There is a critical need for low-tech and low-cost simulation models now more than ever given the ongoing coronavirus (COVID-19) pandemic, which has affected access to simulation centres and routine, supervised cataract surgery [14]. Within the field of Ophthalmology, an online survey distributed to trainees in 32 countries revealed that 74.6% experienced a reduction of >75% of surgical training and practice and 56% reported the absence of simulation-based tools for training in their hospital during the pandemic [15]. Whilst some countries have recovered from the initial peak of the pandemic and are now attempting to resume pre-COVID-19 levels of clinical activity, their healthcare systems are now faced with a backlog resulting in a high pressure environment to deliver these services which will inevitably compromise training needs further going forward.

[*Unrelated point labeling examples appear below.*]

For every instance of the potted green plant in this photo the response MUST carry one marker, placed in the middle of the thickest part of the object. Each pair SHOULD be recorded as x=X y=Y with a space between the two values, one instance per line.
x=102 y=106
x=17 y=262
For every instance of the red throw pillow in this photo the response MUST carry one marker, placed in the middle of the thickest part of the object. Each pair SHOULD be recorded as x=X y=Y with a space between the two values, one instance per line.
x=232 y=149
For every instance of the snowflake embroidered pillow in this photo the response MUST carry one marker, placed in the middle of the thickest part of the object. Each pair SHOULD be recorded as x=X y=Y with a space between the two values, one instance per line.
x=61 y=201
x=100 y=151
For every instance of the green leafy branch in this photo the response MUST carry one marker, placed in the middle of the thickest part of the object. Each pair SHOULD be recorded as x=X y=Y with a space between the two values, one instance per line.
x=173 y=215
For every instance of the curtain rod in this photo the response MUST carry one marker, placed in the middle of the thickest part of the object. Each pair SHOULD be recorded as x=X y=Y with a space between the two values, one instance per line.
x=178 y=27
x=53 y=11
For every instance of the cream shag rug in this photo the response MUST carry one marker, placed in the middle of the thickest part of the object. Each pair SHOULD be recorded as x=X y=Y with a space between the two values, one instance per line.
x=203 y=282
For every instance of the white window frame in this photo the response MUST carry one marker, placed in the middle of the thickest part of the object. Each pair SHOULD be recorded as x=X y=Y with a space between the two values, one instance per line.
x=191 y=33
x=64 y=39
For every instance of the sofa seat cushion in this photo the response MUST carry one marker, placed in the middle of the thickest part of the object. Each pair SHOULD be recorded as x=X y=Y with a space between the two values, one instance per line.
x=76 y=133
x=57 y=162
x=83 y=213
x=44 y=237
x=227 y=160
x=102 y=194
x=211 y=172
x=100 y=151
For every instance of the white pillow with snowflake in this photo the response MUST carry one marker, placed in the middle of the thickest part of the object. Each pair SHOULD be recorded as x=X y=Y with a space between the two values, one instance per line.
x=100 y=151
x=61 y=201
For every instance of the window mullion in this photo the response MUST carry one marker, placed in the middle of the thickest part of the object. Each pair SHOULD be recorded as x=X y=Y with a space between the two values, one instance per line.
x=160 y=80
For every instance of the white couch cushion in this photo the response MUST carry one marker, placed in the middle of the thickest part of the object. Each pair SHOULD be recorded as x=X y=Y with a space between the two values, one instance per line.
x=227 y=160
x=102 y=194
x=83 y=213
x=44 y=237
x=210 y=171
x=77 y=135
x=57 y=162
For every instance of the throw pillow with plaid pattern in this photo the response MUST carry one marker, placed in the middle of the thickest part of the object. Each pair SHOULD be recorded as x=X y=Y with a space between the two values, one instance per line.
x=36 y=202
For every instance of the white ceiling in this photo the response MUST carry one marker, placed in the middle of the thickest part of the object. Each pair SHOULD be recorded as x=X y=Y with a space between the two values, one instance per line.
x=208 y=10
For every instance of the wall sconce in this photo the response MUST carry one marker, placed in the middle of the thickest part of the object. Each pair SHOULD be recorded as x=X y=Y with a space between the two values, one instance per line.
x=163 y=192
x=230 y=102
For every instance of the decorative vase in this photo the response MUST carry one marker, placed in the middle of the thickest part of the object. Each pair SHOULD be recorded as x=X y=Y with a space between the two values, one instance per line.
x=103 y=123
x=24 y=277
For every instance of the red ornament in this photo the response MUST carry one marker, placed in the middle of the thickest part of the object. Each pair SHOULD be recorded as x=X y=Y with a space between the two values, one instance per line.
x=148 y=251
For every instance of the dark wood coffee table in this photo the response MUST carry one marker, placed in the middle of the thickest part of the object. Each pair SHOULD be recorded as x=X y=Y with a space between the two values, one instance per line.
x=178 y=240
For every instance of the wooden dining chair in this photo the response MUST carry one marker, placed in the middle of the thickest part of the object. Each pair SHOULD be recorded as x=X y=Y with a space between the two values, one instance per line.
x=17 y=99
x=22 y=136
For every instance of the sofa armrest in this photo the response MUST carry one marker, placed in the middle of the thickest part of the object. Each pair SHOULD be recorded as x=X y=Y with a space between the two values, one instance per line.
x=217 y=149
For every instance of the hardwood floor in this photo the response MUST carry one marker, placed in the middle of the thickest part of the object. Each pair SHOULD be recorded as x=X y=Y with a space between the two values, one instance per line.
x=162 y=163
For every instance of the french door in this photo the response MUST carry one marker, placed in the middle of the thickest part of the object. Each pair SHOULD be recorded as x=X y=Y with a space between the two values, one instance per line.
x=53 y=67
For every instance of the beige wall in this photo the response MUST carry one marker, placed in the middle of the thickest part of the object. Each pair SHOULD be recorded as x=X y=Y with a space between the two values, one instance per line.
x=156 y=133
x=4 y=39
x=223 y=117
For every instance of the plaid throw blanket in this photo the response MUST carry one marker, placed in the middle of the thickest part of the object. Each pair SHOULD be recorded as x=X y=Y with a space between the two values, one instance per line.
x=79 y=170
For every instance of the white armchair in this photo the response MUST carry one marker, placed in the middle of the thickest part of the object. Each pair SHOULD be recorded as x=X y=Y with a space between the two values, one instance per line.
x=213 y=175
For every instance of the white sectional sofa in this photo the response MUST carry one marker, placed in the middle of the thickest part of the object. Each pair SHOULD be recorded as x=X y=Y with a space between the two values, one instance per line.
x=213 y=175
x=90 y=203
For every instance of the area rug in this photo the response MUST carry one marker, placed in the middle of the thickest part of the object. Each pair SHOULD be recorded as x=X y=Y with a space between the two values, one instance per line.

Furthermore, the existing challenges of outsourcing of routine cataract cases away from training hospitals has an additional negative impact on trainees’ access to surgical training [16, 17]. These gaps in surgical experience could be filled using cataract simulation should be strongly considered for both the novice surgeon as well as the expert having had time away from their surgical responsibilities.

There are limitations of this study. Firstly, we could only achieve a response rate of 42% but this response rate is akin to the response rates received in other similar studies (e.g. 21% [14], 24.1% [18], 27% [19], 41% [20]). This is typical of questionnaire-based studies and is known to increase the risk of response and selection bias. However, we also postulate that most units had resumed some level of elective cataract surgery by the time this study questionnaire was carried out (13–27 July 2020) which could explain the low response rate. Thirdly, we recognise the presence of subjective bias amongst the participants who voluntarily contributed to this study and that these individuals were more likely to have their surgical training negatively impacted by the pandemic thus were more receptive towards our proposed simulation training video. The authors agreed to modify the original simulation techniques model if more than 15% of respondents disagreed with any aspect of it however this was not required.

In conclusion, we have successfully demonstrated subjective validity of our cost-effective cataract simulation technique acceptable to UK based Ophthalmology trainees (years 1–7), SAS and consultants. Simulation has previously been shown to improve complication rates in novice surgeons and should be strongly considered to fill gaps in surgical experience, such as that faced by most cataract surgeons around the world during the COVID-19 pandemic. We hope that we have been able to provide creative options for trainees to practice their surgical skills frequently and regularly. This technique could be an adjunct to intraocular and virtual reality training for cataract surgery removing the barrier of cost and improved exposure to real instruments used in cataract surgery.

Summary

What was known before

  • Multiple validation studies have been conducted on virtual reality simulators for cataract surgery, however their use is often limited by high cost and limited availability.

  • Non-virtual reality cataract simulation studies are few and far in between with limited data on their validity.

What this study adds

  • We have subjectively validated our simulation training model which includes all the steps of cataract surgery from start to finish in a cost-effective, adaptable, high-fidelity and acceptable manner.

  • Our model of cataract surgery simulation with basic technology can be carried out frequently, regularly and locally in every unit for training purposes without significant costs.